En un contexto político marcado por la polarización, el secretario general del Partido Socialista (PS) de Portugal, José Luís Carneiro, se pronunció el pasado domingo con un claro mensaje de responsabilidad y colaboración. Durante su discurso de clausura del XXV Congreso del PS, que tuvo lugar en Viseu, Carneiro destacó que su partido se compromete a ser una "oposición responsable, constructiva y firme". Esta declaración se produce en un momento clave, con las elecciones legislativas programadas para 2029, un horizonte que el PS busca alcanzar con propuestas que resalten sus valores y objetivos a largo plazo.
Carneiro, quien fue reelegido para liderar el PS con un notable 96% de los votos, subrayó la importancia de la convergencia con el Gobierno de centroderecha liderado por Luís Montenegro. "La búsqueda de convergencia con el Gobierno es nuestra forma de mostrar nuestra responsabilidad", afirmó, haciendo referencia a la necesidad de mantener el rumbo establecido en los últimos 50 años de democracia, desde la caída del régimen salazarista en 1974. Esta posición busca no solo posicionar al PS como un actor relevante en la oposición, sino también como un socio potencial en la elaboración de políticas que beneficien al país.
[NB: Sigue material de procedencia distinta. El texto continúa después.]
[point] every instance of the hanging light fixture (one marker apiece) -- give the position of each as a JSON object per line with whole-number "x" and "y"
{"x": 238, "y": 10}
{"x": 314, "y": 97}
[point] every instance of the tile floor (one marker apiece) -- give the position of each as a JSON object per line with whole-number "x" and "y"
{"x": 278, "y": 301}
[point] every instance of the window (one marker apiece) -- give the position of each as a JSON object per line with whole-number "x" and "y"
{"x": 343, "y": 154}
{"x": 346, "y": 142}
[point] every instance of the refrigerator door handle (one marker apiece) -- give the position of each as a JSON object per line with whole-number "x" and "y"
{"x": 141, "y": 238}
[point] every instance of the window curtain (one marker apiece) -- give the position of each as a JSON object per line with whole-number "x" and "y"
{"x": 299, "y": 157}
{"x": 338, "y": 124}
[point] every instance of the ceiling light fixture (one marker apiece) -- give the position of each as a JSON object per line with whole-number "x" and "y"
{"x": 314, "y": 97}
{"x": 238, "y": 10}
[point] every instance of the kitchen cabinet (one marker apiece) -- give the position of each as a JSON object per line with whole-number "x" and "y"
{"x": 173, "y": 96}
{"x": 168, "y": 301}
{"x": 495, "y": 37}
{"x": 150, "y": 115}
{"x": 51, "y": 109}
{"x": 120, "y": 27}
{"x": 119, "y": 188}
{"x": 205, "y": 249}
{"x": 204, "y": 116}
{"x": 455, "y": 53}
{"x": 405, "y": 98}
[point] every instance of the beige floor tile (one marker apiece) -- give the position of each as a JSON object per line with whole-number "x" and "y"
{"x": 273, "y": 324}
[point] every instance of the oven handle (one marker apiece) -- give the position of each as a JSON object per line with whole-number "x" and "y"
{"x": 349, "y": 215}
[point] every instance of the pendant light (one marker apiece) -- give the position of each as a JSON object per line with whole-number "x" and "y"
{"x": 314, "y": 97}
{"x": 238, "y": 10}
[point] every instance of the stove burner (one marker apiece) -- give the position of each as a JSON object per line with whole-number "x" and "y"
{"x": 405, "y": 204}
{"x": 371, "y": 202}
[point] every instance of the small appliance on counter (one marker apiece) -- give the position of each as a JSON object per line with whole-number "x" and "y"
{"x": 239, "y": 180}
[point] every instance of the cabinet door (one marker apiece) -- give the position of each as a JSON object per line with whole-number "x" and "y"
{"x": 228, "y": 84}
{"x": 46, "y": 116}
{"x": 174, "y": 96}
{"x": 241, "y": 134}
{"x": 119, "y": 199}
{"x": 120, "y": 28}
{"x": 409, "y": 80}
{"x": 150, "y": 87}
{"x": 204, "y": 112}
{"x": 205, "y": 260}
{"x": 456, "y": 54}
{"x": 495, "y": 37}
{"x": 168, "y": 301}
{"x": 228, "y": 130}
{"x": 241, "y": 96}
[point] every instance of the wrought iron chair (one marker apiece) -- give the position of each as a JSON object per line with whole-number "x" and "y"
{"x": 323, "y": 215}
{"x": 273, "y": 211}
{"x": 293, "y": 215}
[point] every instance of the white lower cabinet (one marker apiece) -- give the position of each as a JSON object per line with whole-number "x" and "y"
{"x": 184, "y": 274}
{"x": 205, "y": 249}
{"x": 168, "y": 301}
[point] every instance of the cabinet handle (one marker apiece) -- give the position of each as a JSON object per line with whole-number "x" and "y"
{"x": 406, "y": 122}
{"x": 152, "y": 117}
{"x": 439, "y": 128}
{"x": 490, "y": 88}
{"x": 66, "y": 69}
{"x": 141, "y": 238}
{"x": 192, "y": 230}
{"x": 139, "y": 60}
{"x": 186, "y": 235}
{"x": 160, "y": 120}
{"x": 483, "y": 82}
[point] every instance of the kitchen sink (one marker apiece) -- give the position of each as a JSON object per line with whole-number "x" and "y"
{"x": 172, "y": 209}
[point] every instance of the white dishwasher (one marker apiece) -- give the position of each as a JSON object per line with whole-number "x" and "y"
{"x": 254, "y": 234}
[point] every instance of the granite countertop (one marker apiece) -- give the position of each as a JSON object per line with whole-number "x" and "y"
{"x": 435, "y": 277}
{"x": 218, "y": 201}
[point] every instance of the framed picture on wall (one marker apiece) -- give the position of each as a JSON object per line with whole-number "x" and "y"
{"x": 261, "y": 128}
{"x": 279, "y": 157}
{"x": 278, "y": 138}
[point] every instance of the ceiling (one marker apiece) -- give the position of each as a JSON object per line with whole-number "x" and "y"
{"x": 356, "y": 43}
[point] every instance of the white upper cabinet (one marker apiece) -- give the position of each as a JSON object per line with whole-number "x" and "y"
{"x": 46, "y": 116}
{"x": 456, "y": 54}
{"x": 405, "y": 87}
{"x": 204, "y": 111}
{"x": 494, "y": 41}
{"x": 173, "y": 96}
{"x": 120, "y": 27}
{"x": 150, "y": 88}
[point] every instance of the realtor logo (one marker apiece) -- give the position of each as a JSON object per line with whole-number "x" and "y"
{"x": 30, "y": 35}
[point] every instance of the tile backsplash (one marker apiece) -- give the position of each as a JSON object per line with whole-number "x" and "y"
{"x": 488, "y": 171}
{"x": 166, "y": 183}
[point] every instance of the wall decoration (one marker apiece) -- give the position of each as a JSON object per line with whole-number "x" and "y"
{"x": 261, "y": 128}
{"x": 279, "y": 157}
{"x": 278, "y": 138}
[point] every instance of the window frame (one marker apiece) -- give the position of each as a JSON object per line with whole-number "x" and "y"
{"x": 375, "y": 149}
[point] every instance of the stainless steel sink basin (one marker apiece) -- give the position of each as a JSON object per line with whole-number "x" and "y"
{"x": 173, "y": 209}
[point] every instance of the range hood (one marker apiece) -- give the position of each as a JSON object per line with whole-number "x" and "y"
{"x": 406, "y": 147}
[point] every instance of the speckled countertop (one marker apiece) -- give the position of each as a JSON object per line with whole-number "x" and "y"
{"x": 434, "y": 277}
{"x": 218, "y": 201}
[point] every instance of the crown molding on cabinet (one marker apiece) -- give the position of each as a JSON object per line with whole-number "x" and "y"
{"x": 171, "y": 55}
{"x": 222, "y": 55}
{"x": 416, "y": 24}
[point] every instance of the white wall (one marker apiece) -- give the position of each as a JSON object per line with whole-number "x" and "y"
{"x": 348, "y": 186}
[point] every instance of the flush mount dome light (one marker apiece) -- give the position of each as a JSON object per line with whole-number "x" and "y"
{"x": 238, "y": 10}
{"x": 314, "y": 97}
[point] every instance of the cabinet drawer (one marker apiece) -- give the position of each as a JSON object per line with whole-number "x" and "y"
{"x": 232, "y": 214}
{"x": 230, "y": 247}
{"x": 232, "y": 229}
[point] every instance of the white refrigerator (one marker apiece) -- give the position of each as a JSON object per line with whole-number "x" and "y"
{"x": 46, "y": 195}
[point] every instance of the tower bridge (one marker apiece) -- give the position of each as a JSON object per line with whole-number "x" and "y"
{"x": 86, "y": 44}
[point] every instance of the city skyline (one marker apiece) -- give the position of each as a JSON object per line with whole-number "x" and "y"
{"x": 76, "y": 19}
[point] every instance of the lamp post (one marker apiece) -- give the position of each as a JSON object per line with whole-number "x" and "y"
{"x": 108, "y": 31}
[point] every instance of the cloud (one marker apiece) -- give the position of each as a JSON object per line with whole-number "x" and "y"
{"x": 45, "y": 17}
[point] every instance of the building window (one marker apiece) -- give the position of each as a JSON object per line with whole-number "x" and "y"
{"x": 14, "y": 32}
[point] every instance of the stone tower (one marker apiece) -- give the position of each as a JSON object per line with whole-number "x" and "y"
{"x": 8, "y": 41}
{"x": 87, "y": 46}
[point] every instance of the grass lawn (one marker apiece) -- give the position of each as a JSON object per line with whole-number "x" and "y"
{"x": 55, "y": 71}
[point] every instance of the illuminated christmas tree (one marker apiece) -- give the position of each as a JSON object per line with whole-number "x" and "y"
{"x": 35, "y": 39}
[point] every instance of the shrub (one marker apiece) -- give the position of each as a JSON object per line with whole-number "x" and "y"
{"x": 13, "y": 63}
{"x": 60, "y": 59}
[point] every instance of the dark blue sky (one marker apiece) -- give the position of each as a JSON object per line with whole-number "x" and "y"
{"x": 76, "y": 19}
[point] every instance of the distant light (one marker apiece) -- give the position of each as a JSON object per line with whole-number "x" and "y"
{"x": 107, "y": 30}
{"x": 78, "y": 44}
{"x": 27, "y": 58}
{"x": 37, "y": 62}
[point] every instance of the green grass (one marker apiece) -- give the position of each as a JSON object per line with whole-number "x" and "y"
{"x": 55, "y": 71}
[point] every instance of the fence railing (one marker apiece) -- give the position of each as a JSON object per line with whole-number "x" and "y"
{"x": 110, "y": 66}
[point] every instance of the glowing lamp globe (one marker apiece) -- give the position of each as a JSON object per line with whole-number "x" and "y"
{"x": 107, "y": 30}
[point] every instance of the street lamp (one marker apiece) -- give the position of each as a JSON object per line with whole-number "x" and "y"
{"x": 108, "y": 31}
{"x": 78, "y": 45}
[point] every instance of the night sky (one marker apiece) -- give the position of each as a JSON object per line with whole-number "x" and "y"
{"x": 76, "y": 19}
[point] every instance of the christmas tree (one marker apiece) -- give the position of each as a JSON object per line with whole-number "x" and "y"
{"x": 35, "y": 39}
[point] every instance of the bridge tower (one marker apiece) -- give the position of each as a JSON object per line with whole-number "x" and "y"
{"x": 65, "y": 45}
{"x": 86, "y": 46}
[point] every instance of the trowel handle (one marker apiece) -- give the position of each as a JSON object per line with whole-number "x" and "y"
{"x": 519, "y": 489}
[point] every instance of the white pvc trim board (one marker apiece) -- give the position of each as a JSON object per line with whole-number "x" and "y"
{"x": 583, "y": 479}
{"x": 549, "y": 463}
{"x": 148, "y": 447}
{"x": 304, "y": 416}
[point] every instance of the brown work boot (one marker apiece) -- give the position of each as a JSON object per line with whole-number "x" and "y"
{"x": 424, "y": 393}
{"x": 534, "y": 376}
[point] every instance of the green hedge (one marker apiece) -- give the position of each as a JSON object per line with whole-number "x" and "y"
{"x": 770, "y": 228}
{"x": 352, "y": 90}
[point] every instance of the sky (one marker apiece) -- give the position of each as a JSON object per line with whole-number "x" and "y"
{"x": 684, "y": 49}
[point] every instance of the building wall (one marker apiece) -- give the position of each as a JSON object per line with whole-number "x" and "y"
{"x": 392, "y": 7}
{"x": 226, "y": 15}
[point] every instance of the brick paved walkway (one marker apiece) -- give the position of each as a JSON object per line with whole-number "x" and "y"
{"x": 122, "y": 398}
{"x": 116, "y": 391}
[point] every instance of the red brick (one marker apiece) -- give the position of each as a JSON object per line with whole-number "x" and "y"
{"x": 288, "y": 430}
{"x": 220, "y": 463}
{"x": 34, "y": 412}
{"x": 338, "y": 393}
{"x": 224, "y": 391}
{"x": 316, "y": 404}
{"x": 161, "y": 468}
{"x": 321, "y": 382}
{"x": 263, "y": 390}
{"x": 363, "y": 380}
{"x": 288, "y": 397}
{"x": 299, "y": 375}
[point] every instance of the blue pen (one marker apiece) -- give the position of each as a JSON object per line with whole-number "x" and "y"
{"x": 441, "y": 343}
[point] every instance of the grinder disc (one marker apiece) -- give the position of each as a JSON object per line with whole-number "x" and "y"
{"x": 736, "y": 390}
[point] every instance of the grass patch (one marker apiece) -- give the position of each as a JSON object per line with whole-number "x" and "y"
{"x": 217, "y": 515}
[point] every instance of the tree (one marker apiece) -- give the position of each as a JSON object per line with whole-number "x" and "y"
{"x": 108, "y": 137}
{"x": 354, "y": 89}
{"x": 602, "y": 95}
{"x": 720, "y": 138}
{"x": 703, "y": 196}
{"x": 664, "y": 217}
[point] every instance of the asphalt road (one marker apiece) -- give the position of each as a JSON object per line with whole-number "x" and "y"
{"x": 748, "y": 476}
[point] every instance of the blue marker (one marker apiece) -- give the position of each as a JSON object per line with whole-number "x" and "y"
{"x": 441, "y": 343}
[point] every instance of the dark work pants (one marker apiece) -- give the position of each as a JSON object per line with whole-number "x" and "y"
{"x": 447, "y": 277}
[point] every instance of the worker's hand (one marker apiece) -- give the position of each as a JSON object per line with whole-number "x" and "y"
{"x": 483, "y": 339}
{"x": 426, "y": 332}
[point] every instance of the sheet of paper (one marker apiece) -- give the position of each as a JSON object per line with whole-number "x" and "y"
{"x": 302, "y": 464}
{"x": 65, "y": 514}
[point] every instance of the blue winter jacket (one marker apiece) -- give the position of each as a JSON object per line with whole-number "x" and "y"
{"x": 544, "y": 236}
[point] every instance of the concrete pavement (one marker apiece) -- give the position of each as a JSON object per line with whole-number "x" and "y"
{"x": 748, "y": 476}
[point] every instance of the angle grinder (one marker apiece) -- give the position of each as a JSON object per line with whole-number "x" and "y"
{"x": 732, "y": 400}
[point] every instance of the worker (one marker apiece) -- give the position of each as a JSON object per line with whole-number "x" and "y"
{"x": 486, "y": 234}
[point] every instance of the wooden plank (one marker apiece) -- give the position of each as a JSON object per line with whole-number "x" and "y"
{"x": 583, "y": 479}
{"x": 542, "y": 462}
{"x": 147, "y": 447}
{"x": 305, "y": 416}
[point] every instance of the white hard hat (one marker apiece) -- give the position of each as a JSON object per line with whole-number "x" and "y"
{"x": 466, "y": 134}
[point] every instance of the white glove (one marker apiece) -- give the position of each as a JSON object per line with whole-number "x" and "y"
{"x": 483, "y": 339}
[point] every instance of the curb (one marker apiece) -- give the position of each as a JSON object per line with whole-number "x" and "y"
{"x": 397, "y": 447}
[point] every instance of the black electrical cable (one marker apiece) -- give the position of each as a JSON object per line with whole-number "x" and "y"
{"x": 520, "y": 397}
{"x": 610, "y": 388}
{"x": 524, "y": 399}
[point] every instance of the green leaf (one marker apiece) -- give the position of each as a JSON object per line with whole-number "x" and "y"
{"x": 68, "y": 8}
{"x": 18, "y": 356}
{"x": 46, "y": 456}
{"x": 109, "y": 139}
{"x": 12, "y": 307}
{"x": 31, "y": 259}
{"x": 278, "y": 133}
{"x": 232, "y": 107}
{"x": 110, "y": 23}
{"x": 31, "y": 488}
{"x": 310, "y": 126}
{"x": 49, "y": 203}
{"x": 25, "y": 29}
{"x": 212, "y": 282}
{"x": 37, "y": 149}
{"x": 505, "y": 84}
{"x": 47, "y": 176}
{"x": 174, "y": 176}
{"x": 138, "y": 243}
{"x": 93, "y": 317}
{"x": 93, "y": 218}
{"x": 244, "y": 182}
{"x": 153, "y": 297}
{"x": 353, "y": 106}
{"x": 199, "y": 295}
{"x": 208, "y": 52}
El líder socialista se definió a sí mismo y a su partido como una "alternativa democrática y progresista". En su discurso, resaltó las demandas de los ciudadanos, quienes anhelan una estabilidad que no implique inmovilismo, así como un cambio que sea seguro y creíble. Esta narrativa se alinea con la intención del PS de captar el apoyo de los votantes que buscan un equilibrio entre el progreso y la responsabilidad, en contraposición a un Gobierno que, según Carneiro, no está cumpliendo con las expectativas planteadas.
Entre las propuestas que el PS pretende impulsar se incluyen iniciativas para mejorar la salud, la vivienda y la lucha contra la pobreza. Carneiro expuso su ambicioso plan que aspira a que, para 2035, los salarios en Portugal se equiparen con la media europea. Para lograrlo, propuso incentivos a las empresas y un aumento significativo en la inversión en investigación y desarrollo, estableciendo así una hoja de ruta que busca no solo el crecimiento económico, sino también la mejora de la calidad de vida de los portugueses.
En un país donde hay aproximadamente 140.000 jóvenes que ni estudian ni trabajan, el líder del PS hizo hincapié en la necesidad de diseñar un programa que fomente la "autonomía joven". Este programa incluirá el acceso a empleos calificados, vivienda asequible y formación adecuada para facilitar una transición exitosa hacia la vida laboral. En este sentido, Carneiro propuso garantizar el acceso universal a la vivienda, sugiriendo rebajas fiscales tanto para individuos como para empresas que ofrezcan alquileres accesibles, con el objetivo de que al menos el 20% de estos se mantenga por debajo de la mediana del mercado.
El tema de la pobreza infantil también fue abordado, con la propuesta de erradicarla para el año 2035. Además, Carneiro se comprometió a fortalecer el sistema de atención sanitaria, centrando esfuerzos en mejorar la atención primaria y en asegurar el cuidado continuo de las personas más vulnerables. Estas iniciativas reflejan un enfoque integral que busca abordar las problemáticas sociales desde múltiples ángulos, con la finalidad de construir un país más equitativo.
Finalmente, el líder socialista expresó su disposición a participar en el debate sobre la reforma laboral que el Gobierno de centroderecha ha presentado, la cual ha suscitado preocupaciones entre los sindicatos por su potencial para desregular el mercado laboral y facilitar despidos. Carneiro manifestó su intención de "mejorar" esta propuesta, aunque desde una perspectiva que busca fortalecer los derechos laborales y promover un empleo digno. En sus palabras, la agenda del Gobierno actual está en oposición a los avances logrados en la búsqueda de un trabajo digno, y el PS está decidido a luchar por un futuro que priorice la valorización del trabajo y la justicia social.